Dilansir dari kantor berita AFP pada Kamis (15/1), Kementerian Luar Negeri India memperkirakan biasanya terdapat sekitar 10 ribu warga negara India di Iran. Kedutaan Besar India di Tehran mengunggah imbauan di media sosial pada Rabu (14/1) malam waktu setempat: “Warga negara India yang saat ini berada di Iran (mahasiswa, peziarah, pebisnis, dan turis) disarankan meninggalkan Iran dengan alat transportasi yang tersedia.”

Advertisement

Pemerintah Polandia melalui Kementerian Luar Negeri juga telah mengeluarkan seruan serupa kepada warganya untuk segera meninggalkan Iran.

Sementara itu, ketegangan antara Iran dan Amerika Serikat dilaporkan semakin meruncing. Perdana Menteri Israel Benjamin Netanyahu dikabarkan telah mendesak Presiden Amerika Serikat Donald Trump untuk menunda serangan militer apa pun terhadap Iran. Hal ini diungkapkan oleh para pejabat AS.
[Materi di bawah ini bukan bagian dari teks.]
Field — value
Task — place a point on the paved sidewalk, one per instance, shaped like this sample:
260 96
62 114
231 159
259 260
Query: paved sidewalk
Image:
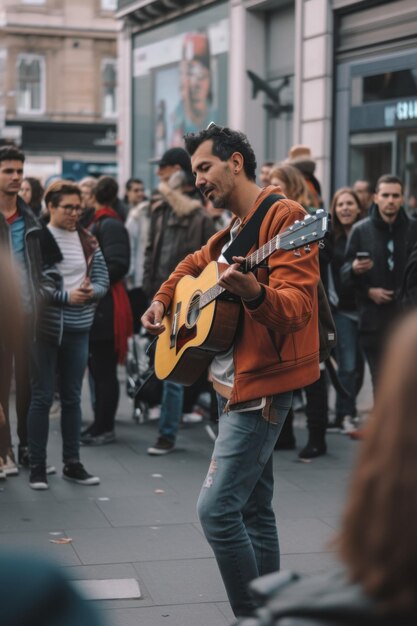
141 523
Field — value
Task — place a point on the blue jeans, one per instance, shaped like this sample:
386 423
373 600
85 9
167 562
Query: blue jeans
347 350
171 410
70 360
235 502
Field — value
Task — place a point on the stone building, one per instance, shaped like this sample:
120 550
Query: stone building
58 82
337 75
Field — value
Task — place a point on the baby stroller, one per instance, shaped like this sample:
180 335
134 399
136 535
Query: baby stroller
141 383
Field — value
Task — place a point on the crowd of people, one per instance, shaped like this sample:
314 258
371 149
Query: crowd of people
140 239
89 270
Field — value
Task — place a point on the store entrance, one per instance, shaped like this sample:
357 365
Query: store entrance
370 155
394 152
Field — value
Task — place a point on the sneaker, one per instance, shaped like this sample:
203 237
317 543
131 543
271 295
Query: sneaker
336 426
55 409
76 473
192 418
98 440
162 446
212 431
37 478
23 456
348 425
154 412
9 467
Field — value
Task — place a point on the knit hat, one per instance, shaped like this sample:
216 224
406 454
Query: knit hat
300 156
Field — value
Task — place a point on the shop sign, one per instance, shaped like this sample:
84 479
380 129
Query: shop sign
403 111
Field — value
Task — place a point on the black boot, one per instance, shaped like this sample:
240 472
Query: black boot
316 444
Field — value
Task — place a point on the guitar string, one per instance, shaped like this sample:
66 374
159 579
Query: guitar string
251 261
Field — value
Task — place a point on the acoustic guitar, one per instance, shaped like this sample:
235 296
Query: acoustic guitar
203 316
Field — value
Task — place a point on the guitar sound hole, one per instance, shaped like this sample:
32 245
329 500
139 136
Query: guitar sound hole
193 312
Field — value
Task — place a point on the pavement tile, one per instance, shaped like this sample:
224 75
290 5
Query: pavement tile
309 564
38 543
157 508
30 516
180 615
193 580
317 504
126 545
303 535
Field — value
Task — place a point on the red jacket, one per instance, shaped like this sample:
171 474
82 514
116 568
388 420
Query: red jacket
276 347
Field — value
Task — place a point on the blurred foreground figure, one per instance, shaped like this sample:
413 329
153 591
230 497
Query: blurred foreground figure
34 592
377 544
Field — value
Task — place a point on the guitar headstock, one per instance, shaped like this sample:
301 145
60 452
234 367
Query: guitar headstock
302 233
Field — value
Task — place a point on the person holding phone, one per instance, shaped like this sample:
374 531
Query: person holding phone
345 210
374 264
76 267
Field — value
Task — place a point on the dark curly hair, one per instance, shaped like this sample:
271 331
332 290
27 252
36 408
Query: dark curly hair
225 142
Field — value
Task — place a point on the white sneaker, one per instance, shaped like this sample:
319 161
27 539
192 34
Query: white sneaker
154 413
10 468
192 418
348 425
55 409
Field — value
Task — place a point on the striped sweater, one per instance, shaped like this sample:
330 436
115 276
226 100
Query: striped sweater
58 314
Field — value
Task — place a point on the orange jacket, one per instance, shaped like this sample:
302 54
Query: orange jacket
276 347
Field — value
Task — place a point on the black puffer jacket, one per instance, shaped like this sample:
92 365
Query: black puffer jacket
113 239
345 291
40 285
372 235
321 600
179 226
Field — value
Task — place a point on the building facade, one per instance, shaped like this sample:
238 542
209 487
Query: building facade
58 85
336 75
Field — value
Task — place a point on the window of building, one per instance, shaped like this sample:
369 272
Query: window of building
109 81
386 86
30 83
108 5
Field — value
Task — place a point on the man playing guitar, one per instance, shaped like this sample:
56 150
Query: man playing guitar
275 350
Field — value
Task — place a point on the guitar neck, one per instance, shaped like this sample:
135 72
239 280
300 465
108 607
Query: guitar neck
252 261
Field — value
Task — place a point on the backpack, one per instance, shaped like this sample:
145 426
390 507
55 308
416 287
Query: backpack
408 293
327 327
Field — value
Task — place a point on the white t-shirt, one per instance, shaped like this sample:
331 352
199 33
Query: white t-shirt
73 267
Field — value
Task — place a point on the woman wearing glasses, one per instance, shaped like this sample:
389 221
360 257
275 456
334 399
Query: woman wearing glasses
78 279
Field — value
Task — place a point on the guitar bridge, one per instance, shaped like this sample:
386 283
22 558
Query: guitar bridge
174 327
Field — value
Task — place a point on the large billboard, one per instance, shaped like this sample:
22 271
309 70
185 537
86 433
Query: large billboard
179 83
Dilansir Al Arabiya pada Jumat (16/1), seorang pejabat senior AS yang berbicara kepada New York Times menyatakan bahwa Netanyahu meminta Presiden Amerika untuk menunda rencana serangan tersebut. Seorang pejabat senior Arab Saudi juga mengonfirmasi kepada AFP bahwa Arab Saudi, Qatar, dan Oman telah memimpin upaya diplomatik untuk membujuk Trump agar tidak menyerang Iran, karena kekhawatiran akan “dampak buruk yang serius di kawasan itu”.

Situasi ini juga memicu kekhawatiran bagi WNI yang berada di Iran, meskipun Kemlu RI memastikan bahwa komunikasi terus dijalin untuk memantau keselamatan mereka.